Lo ha notato il giornalista Antonello Piroso, che su Twitter ha scritto quanto segue: "#DiPietro? Affondato. #Ingroia? Affondato. #DeMagistris? Affondato. #GiuseppeConte? Affondato. #M5S? Affondato. Ahò, come giocano a battaglia navale al #fattoquotidiano di marcolino #Travaglio, nessuno". Il tema sollevato è l'endorsement, diretto o indiretto che sia, o comunque la costruzione di una narrativa di sostegno o di non opposizione. Seguendo la narrativa di Piroso, si potrebbe dire che il "Conticidio" è un'opera corale che passa pure per il "bacio della morte", osiamo, dei giustizialisti. Ma ieri non è stata soltanto la giornata del ridimensionamento teso alla scomparsa del MoVimento 5 Stelle.
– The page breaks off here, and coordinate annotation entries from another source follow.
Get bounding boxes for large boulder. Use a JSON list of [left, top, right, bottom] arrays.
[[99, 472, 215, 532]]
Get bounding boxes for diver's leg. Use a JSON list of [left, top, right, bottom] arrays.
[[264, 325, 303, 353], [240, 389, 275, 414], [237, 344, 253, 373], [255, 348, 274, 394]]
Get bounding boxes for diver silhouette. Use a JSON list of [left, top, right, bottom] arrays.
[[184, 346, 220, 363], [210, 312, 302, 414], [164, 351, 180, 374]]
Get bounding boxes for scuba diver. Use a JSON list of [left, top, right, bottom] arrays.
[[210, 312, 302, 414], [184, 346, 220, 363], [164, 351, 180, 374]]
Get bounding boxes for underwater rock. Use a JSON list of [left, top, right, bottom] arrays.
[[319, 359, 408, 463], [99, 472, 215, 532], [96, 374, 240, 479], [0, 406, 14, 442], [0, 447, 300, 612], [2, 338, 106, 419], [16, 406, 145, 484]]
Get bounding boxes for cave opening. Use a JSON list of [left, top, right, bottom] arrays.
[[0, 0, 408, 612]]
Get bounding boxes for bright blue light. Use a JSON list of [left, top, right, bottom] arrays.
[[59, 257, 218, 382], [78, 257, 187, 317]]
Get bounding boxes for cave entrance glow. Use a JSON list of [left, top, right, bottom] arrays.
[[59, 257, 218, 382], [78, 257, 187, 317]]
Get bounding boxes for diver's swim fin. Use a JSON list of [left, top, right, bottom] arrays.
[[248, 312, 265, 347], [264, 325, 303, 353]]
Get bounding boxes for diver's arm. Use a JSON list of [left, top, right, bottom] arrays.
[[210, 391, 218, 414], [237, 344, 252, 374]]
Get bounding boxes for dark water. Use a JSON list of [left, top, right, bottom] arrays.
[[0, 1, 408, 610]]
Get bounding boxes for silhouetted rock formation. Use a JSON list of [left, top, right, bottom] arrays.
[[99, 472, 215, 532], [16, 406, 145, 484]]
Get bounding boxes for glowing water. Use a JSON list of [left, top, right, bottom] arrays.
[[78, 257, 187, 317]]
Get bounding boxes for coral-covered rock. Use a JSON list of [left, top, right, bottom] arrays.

Quello targato leadership contiana, per intenderci. Pure l'ex sindaco di Napoli Luigi De Magistris ha subito una batosta destinata ad essere registata negli annali delle esperienze che non hanno funzionato. Un altro "campione" che ha perso il duello sul campo, al netto dell'inchiostro speso.
Su Virginia Raggi e su quello che la "sindaca" ha rappresentato per Roma e per i romani conviene aprire un capitolo a parte. La questione è dibattuta, ma Travaglio non ha mai fatto mancare il suo sostegno all'ormai ex primo cittadino della Capitale. E questo forse pure perché la Raggi incarna il lato meno sistemico e meno governativo. Anche in questi tempi di pochette e mutazioni linguistiche alla contiana maniera. "La sindaca uscente si ferma vicino al 20 per cento, Calenda arriva al 18 (e tutti già lo coccolano per il secondo turno)", si legge questa mattina sulla pagina Facebook de il direttore de Il Fatto Quotidiano. Non è quello che raccontano gli ultimi dati, che invece danno l'ex primo cittadino di Roma quarta su quattro candidati. Una bocciatura che non ha appelli e che, considerando i numeri, non rientra neppure nel campo della performance eroica e resistente che il MoVimento 5 Stelle sta provando ad alimentare.
Non si tratta d'invdividuare un Re Mida al contrario, ma di fotografare quello che le statistiche raccontano. Giuseppe Conte, l'uomo della rinascita del grillismo secondo le più rosee aspettative, non ha apportato un granché alla Raggi, che era destinata alla sconfitta di suo, ma soprattutto non ha giocato un ruolo nelle vittorie della coalizione di centrosinistra a Milano, Napoli e Bologna, dove i tre neo-sindaci avrebbero comunque trionfato. A dirlo sono i numeri e qualche constatazione di buon senso.
Del resto, che il vento spirasse da un'altra parte rispetto al giustizialismo era cosa nota da qualche tempo, con i referendum sostenuti da Lega e Radicali che hanno galoppato sulle ali dell'entusiasmo per tutto il periodo che ha preceduto l'appuntamento elettorale.Ma questa dei leader della sinistra massimalista incoronati e poi crollati sotto i colpi del realismo è una vicenda radicata che oltrepassa il contemporaneo e rischia di divenire regola.